The MPI for Mathematics in the Sciences in Leipzig is hosting a workshop on Causality in the Language Sciences on April 13 – 15, 2015.
There is a call for talks and posters here (deadline January 10th, 2015).
Invited speakers include Balthasar Bickel, Claire Bowern, Morten Christiansen, Dan Dediu, Michael Dunn, T. Florian Jaeger, Gerhard Jaeger, Anne Kandler and Richard Sproat.

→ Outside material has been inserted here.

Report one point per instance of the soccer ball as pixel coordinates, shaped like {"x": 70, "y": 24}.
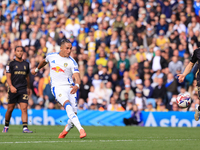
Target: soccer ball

From the conference website:
Although the tenet of “correlation does not imply causation” is still an important guiding principle in language research, a number of techniques developed in the last few decades opened new scenarios where testing causal relations becomes possible. Recent advances in information theory, time series analysis, phylogenetics, stochastic processes, dynamical systems, graphical models and Bayesian inference (among many others) set the stage for a new and exciting chapter in the field.
In parallel, in the last few decades an unprecedented amount of data became available on a large number of language-related phenomena. We have massive matrices of voxel activation in the neural circuits involved in speech production and comprehension, several years of annotated conversations between young children and their caregivers, hundreds of hours of phonetic and anatomical measurements and multiple environmental, genetic, and demographic variables related to populations of speakers for a large number of the world’s languages.
The aim of this workshop is to address these two issues: how do we properly test causal relations in (eventually noisy, sparse or incomplete) data, and how can we infer or test the mechanisms underlying them?
Following a half a day school on cutting-edge methods for causal analysis, world class scientists will present their research on topics ranging from language history, writing systems, speech processing, typology, lexical semantics, and others.
We invite contributions from researchers facing specific problems in determining causality in language systems and also from researchers offering perspectives from the methodological and theoretical point of view of causal inference.